Il est certain que le jour de la première (21 juillet) le public était divisé. À l’issue de la représentation, alors qu’une partie de l’auditoire se levait et ovationnait les artistes, une autre restait assise, se contentant d’applaudir poliment. Ces derniers partageaient probablement l’opinion d’un critique montréalais bien connu qui le lendemain émettait, en substance, le commentaire suivant : « On nous annonçait un spectacle coup de poing, effectivement, c’était assommant! »
L'Usine C cache une belle salle de spectacle, rue Lalonde, Montréal (Photo Alonzocirk)
En fait, ce spectacle, cette pièce devrais-je dire, était beaucoup plus près du théâtre que du cirque. Pourtant le décor était prometteur, un salon des années 50 qui aurait pu être celui d’une comédie de boulevard avec, à l’avant-scène, une rampe pour planche à roulettes surmontée d’un cadre aérien.
La pièce? Non, ce n’était pas une comédie, mais bien un drame avec trois personnages, un triangle amoureux où un mâle, exerce sa domination au détriment de sa compagne et de son innocent rival.
Et le cadre aérien? Il ne m’a semblé qu’accessoire dans cette pièce dramatique. Il devenait un "champ de bataille" lorsque l’affreux macho (le porteur) voulait dominer sa partenaire (la voltigeuse) et assouvir ses instincts. Elle se rebellait mais finissait par se soumettre. Et le numéro, me direz-vous? Car, au fond, c’est ce qui nous intéresse. Sur le plan acrobatique, il m’a parut ordinaire et répétitif. C’est vrai qu’à Montréal, nous sommes gâtés et de ce fait très exigeants à cause de l’excellence de notre école nationale (ENC). Sur un autre plan, le spectateur devenait voyeur, tant les positions entre le porteur et la voltigeuse évoquaient le Kâmasûtra.
Le duo aérien dans Sway (Photo Les Mains Sales).
La rampe pour planches à roulettes? Elle m’a paru superflue et mal exploitée. Dommage, la combinaison insolite avec le cadre aérien aurait pu conduire à des exercices inédits et spectaculaires. Pas de planches ni de patins à roulettes, on marchait ou on courait pour faire l’ascension de la rampe. On réussissait ou on glissait et on recommençait encore et encore, véritable parodie du mythe de Sisyphe. De la tradition indienne, on était passé à la mythologie grecque.
Le troisième protagoniste, quant à lui, ignorait les hauteurs.

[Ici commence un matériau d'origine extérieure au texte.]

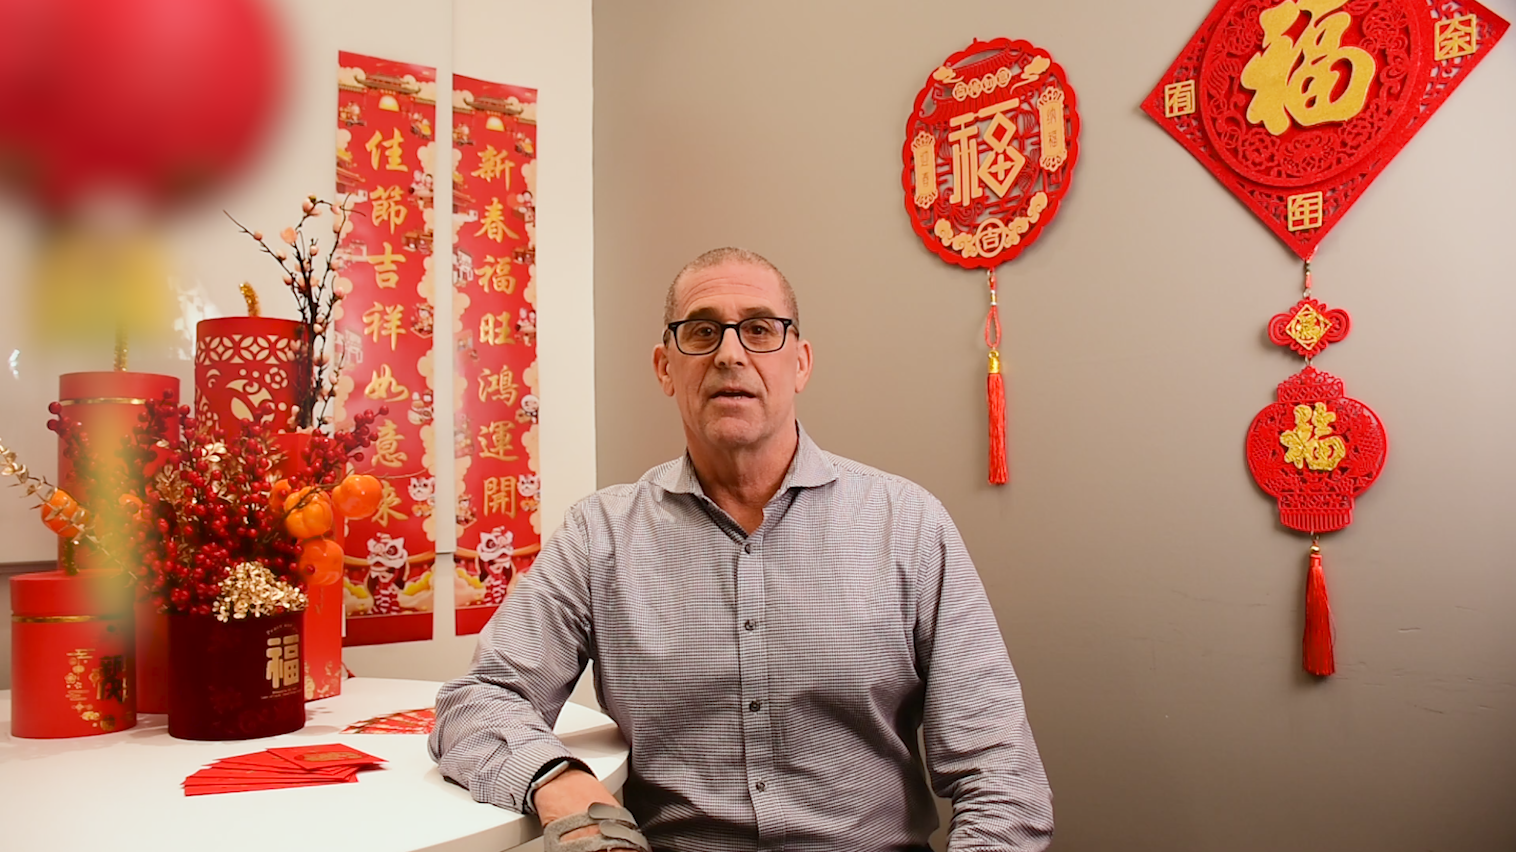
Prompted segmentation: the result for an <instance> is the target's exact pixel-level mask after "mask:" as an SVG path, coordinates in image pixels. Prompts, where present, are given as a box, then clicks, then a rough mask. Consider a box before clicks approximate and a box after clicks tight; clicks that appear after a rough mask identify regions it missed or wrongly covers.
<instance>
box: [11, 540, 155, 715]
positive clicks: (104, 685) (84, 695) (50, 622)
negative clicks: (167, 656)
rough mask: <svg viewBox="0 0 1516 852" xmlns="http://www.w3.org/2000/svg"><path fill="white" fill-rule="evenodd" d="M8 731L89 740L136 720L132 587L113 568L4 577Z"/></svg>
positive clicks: (125, 578) (123, 576) (121, 576)
mask: <svg viewBox="0 0 1516 852" xmlns="http://www.w3.org/2000/svg"><path fill="white" fill-rule="evenodd" d="M11 612H12V614H11V693H12V694H11V734H12V735H15V737H35V738H61V737H91V735H96V734H109V732H112V731H123V729H126V728H130V726H133V725H136V694H135V691H133V690H132V685H130V682H132V667H133V664H135V659H133V658H135V641H133V635H132V587H130V584H129V582H127V579H126V578H124V576H123V575H121V572H100V570H89V572H80V573H77V575H65V573H62V572H39V573H29V575H15V576H12V578H11Z"/></svg>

Comédien, chanteur et musicien, nullement acrobate, il restait gentiment sur le tapis du salon.
À mon avis, une telle pièce ne mérite pas de s’intituler spectacle de cirque, fut-il contemporain. Un seul numéro ne fait pas un spectacle de cirque.
Mais alors, qu’applaudissaient donc les spectateurs enthousiastes du 21 juillet?
Sway a été présenté à l’Usine C du 21 au 23 juillet par la troupe belge Les Mains Sales dans le cadre du Premier Festival de Cirque de Montréal.